Old villages such as Wencun — or the dense informal enclaves in cities from Jakarta to Guangzhou — often suffer from real drawbacks. Infrastructure can be chaotic or neglected. Narrow lanes, overloaded buildings and fragmented utilities create health and safety problems. Loose regulation can overlook self-built extensions that block light or fire exits. Extreme density can strain sanitation, public services and, ultimately, quality of life.
And yet the flip side of that disorder is vitality. With so much improvisation and incremental adaptation, urban villages evolve organically. The tangled alleyways, rooftop gardens, spontaneous marketplaces and mixed-use stalls generate a kind of dynamism that planned developments rarely match. Residents don’t just live there — they produce, trade, socialise and adjust space to meet shifting needs. The result is a layered, fine-grained urban fabric in which public and semi-public space, private homes, commerce and community are woven together.
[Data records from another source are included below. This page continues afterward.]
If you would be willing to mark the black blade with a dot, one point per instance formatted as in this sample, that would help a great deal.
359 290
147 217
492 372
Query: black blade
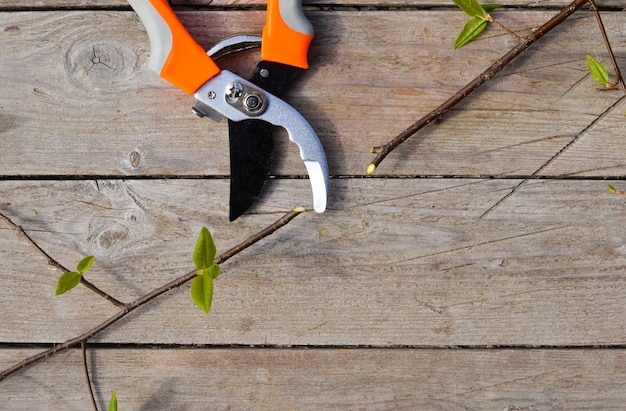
251 141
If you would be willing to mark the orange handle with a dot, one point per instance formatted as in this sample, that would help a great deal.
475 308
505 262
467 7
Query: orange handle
174 54
287 33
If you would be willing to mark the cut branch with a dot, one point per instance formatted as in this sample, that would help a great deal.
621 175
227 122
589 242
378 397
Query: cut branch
383 151
128 308
55 263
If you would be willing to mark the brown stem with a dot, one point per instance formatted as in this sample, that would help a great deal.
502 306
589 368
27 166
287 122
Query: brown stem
618 75
128 308
83 346
382 151
505 28
55 263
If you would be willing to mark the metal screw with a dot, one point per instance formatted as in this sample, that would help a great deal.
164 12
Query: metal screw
253 102
234 91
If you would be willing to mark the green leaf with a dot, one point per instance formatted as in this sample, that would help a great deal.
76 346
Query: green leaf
598 71
213 271
85 264
67 281
470 31
490 7
113 402
204 252
202 291
472 7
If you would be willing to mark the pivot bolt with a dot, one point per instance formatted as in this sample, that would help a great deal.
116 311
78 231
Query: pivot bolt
253 102
234 92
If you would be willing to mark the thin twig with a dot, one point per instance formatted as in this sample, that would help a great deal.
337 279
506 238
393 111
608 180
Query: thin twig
56 264
128 308
83 346
383 151
618 75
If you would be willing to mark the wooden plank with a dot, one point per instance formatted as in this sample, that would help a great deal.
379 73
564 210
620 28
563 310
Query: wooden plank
37 4
393 262
372 74
324 379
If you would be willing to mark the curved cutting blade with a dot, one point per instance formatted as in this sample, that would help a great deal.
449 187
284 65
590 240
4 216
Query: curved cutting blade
251 141
217 96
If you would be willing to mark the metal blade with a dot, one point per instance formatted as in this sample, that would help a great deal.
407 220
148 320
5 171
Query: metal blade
251 141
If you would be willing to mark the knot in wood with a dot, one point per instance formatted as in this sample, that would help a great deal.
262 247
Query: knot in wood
91 65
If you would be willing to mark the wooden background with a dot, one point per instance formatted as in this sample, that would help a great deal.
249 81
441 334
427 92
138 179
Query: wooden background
408 293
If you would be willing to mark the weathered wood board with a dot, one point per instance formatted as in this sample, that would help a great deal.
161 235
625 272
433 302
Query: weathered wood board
448 281
325 379
79 117
394 262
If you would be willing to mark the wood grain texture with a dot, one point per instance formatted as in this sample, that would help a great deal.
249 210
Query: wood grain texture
394 262
25 4
96 105
403 295
322 379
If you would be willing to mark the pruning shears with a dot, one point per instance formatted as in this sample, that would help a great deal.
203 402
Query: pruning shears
251 106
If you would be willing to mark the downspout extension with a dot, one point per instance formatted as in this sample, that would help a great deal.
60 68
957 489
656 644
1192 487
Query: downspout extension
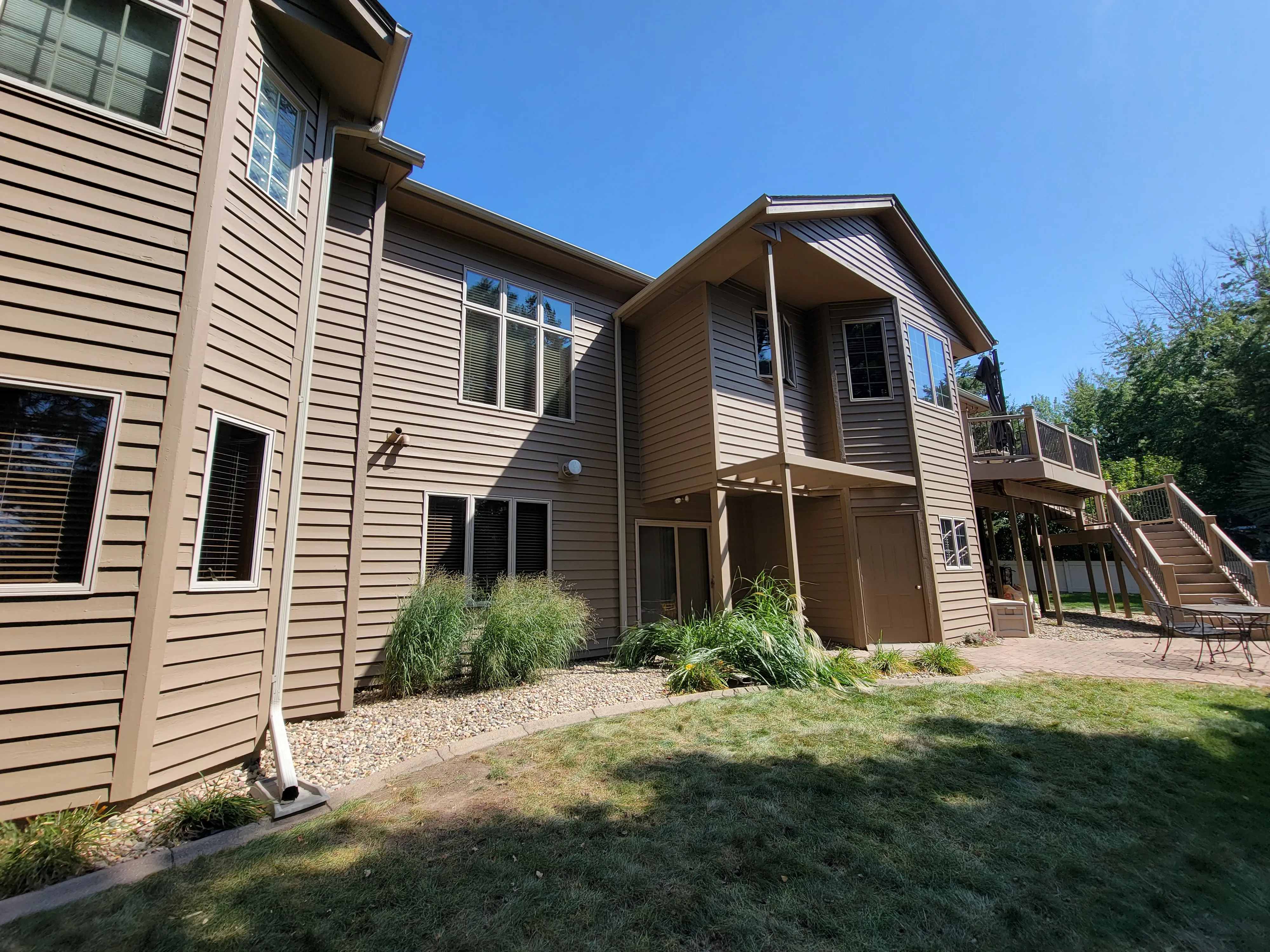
286 793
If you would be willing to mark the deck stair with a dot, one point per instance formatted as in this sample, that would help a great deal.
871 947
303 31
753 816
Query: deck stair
1178 553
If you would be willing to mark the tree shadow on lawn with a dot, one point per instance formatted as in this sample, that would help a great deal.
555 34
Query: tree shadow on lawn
954 835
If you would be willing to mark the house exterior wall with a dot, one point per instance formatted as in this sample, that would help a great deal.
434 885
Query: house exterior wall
943 469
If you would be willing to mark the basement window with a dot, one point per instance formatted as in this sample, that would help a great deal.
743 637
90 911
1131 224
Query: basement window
487 539
116 56
764 348
233 510
55 460
957 544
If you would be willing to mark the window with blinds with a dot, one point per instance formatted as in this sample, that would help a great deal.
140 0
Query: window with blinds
518 348
505 538
236 494
53 466
114 55
868 371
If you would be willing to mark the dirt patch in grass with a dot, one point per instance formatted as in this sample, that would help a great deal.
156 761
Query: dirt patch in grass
1046 813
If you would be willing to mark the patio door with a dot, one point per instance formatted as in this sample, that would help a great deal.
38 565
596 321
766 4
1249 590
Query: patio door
674 572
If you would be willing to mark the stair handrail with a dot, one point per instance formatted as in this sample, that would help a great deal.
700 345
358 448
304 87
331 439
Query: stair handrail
1133 541
1252 577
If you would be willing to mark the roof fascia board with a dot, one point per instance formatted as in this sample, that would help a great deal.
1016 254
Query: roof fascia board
628 276
671 277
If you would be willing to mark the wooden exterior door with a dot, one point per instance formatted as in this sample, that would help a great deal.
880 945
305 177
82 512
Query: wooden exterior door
891 579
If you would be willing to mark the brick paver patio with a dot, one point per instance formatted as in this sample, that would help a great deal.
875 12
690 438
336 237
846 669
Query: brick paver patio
1122 658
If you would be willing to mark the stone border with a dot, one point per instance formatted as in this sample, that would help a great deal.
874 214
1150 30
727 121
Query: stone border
170 857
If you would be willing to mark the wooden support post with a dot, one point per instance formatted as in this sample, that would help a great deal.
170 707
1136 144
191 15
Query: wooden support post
1125 591
1107 578
1038 567
1019 562
1053 569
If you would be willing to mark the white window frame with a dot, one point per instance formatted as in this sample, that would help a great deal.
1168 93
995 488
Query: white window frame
469 527
92 553
298 147
180 10
846 361
504 318
953 524
948 364
787 328
252 585
679 593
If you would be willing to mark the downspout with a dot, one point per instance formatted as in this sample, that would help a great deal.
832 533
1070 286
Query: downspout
622 477
289 789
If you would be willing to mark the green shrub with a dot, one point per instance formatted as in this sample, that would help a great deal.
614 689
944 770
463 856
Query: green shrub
49 849
208 812
759 639
531 624
427 638
942 659
890 661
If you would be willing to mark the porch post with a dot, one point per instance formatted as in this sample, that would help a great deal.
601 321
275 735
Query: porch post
1053 569
774 336
1019 562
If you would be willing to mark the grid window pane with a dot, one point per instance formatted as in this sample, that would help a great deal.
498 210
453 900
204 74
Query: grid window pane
51 451
485 291
274 143
112 54
521 378
557 375
867 360
481 359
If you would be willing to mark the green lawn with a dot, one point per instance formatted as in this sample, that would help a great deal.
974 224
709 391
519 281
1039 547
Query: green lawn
1056 814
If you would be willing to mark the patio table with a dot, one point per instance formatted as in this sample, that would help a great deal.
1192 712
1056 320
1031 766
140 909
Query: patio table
1244 619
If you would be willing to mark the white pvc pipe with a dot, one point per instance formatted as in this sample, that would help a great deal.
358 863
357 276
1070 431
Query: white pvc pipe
289 788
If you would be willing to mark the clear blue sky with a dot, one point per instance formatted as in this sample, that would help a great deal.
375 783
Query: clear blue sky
1045 149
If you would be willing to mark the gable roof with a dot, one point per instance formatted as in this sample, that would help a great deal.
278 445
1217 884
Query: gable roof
737 244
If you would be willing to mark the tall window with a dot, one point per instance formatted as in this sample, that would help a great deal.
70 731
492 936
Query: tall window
868 371
114 55
487 539
764 348
233 510
275 144
518 348
930 369
55 447
957 544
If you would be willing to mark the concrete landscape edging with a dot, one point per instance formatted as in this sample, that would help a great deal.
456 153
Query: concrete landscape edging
170 857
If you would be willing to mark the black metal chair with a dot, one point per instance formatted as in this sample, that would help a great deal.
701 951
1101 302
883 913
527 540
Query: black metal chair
1172 626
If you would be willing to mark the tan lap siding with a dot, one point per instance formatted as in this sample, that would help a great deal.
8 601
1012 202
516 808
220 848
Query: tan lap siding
864 246
676 432
746 403
95 228
473 450
218 656
317 634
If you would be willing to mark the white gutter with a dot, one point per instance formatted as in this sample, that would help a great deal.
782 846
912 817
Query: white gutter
289 786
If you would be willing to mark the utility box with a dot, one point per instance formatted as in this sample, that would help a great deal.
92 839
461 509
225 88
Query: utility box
1009 619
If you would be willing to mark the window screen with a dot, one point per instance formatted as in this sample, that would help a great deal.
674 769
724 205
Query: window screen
867 360
116 55
491 539
531 539
957 544
232 508
274 142
448 535
51 453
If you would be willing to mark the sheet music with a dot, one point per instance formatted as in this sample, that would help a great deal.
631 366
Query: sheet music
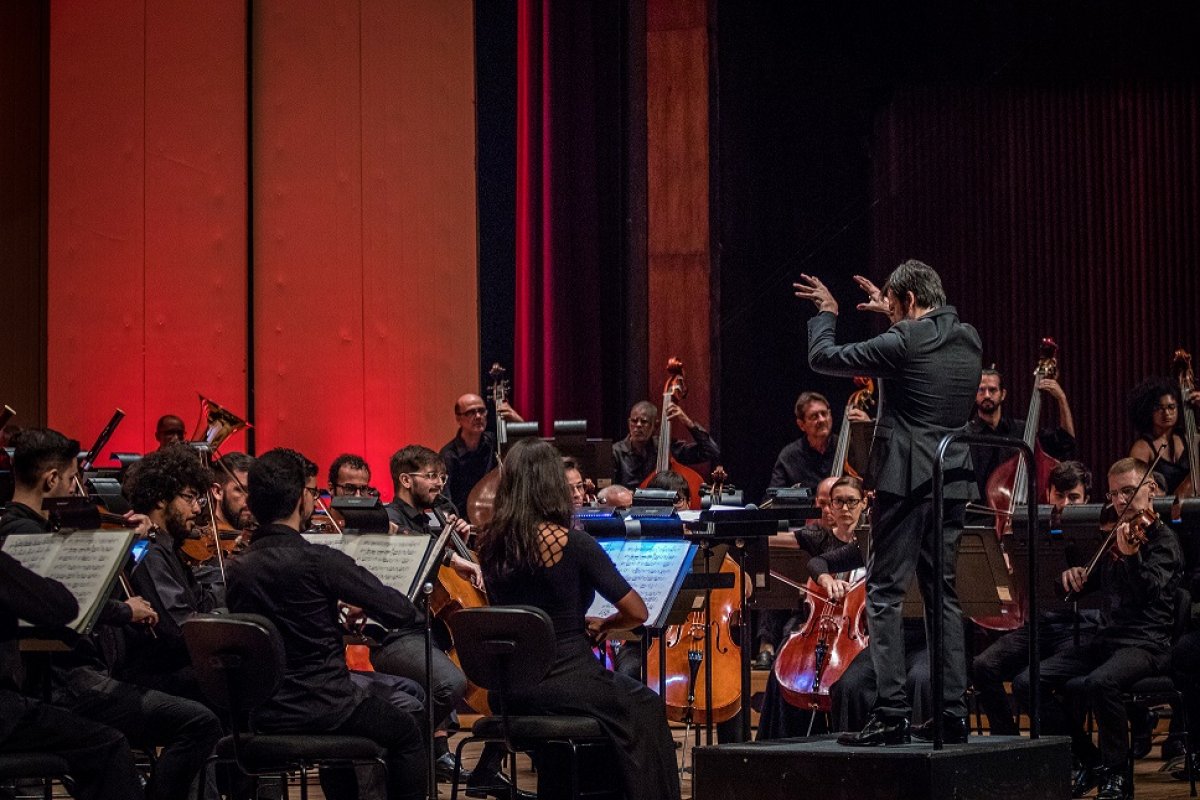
651 566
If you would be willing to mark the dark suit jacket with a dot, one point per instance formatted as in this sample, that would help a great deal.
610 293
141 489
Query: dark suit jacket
929 370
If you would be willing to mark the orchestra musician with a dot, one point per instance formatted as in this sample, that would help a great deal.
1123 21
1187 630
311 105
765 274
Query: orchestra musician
1132 641
298 585
1007 659
930 364
809 459
472 453
636 455
82 679
532 557
990 419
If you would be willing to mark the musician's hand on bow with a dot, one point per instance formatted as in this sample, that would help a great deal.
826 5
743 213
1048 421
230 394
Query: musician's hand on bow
143 612
810 288
1074 578
875 299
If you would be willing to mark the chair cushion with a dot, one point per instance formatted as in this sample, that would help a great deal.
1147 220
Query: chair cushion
15 765
270 752
539 727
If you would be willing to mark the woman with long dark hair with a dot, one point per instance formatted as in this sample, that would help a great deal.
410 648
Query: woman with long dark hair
531 555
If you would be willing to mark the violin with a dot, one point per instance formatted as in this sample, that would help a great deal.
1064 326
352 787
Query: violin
1008 485
675 390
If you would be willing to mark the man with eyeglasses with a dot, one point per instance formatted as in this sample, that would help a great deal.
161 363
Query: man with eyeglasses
471 455
1133 641
636 455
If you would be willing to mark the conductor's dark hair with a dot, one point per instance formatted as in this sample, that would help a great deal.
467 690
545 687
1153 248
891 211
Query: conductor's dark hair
1145 398
275 481
921 280
347 459
37 451
1069 474
532 494
162 475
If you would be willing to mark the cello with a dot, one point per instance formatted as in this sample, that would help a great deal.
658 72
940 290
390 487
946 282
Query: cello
1008 485
675 389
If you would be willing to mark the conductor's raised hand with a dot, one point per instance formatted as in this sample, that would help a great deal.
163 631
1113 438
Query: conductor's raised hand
875 299
810 288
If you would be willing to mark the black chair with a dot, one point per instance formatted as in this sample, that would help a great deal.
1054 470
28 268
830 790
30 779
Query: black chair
507 649
239 662
39 767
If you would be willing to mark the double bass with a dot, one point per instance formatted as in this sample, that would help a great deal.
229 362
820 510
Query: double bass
675 390
1008 486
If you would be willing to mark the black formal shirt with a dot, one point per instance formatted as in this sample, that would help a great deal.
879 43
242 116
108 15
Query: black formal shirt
801 464
1139 593
297 585
466 467
1055 443
631 467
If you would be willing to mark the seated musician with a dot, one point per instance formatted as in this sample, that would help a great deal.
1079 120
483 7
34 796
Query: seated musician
636 456
471 455
809 459
1007 659
1155 413
97 756
169 486
1132 641
531 557
298 585
1057 441
82 679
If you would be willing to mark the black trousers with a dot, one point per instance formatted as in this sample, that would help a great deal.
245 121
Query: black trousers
185 729
1107 671
400 734
99 756
903 543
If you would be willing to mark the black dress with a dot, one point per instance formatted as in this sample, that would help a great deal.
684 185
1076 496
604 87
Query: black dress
577 684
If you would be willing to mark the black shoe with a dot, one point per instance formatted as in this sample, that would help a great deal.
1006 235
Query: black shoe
497 786
443 767
1115 787
879 731
1084 780
954 729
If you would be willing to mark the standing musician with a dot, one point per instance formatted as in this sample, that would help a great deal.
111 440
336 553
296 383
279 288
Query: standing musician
298 585
809 459
1138 581
472 453
81 679
930 365
1007 659
635 456
990 419
532 557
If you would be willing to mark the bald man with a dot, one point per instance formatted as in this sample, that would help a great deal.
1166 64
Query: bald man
471 455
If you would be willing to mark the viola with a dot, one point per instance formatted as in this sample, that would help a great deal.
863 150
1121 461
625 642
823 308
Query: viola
817 654
1008 486
675 390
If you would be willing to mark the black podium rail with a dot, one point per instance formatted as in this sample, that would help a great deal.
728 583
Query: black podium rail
937 647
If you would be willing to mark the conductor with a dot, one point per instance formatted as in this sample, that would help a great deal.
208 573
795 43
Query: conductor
929 365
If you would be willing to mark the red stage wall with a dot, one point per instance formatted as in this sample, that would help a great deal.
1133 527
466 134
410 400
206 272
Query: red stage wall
364 220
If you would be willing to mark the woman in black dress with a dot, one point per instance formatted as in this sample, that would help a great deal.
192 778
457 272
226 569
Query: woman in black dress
531 555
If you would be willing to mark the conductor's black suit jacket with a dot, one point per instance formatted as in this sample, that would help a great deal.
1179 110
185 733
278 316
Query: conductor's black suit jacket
929 371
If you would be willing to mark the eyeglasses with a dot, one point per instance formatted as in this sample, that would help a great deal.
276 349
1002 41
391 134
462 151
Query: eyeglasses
359 489
435 477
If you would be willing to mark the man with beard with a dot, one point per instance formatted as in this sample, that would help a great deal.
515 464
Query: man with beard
471 455
169 486
46 467
635 456
990 419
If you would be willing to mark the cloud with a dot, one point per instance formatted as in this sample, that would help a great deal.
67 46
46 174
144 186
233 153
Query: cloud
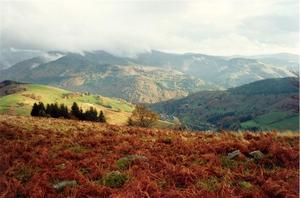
129 27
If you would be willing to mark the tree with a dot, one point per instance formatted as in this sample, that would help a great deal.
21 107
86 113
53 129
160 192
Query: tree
75 111
91 114
101 117
141 116
35 110
63 111
41 109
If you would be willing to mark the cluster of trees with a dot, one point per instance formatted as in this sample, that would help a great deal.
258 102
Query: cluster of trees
142 116
61 111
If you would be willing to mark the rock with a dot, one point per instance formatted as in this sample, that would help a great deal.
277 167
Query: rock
62 184
233 154
125 162
114 179
257 155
But many of these villages are being bulldozed. In China, redevelopment campaigns increasingly raze informal settlements in favor of standardised high-density towers and glossy new neighbourhoods. This is repeated across the region. Still, there are two bright signs of hope — glimpses of how cities might learn from the villages they absorb.
First: Wencun. Rather than turn the village into a heritage theme park or start again from scratch, Wang Shu and Lu Wenyu of Amateur Architecture Studio worked with local authorities, developers and villagers on a conservation and regeneration project from 2012 to 2016. Old stone walls, lanes and water channels were revealed and reused; traditional houses were repaired with local craft; new bridges, paving, public spaces and a school were added. And crucially, villagers were involved in the process. The point was not to freeze Wencun in amber. It was to make the old fabric usable again, letting new architecture clarify and support the existing village rather than overwhelm it. Instead of erasing the past, the project amplifies it.
Meanwhile, Singapore is seeing a renewed focus on ‘kampong spirit’. Though most of the city-state’s traditional villages have disappeared over the years, the notion of what’s known in Indonesia as gotong royong — mutual aid and collective well-being — has made its way into urban planning strategies like the 2023–2028 Place Plan for Kampong Gelam, a historic neighbourhood in the iconic Malay quarter. The plan calls for community-led public space improvements, heritage-related public art installations, cultural mapping and improvements in connectivity. This isn’t about nostalgia — it’s about recognising that a village spirit can survive, even thrive, under modern urban conditions. And the city can thrive with it.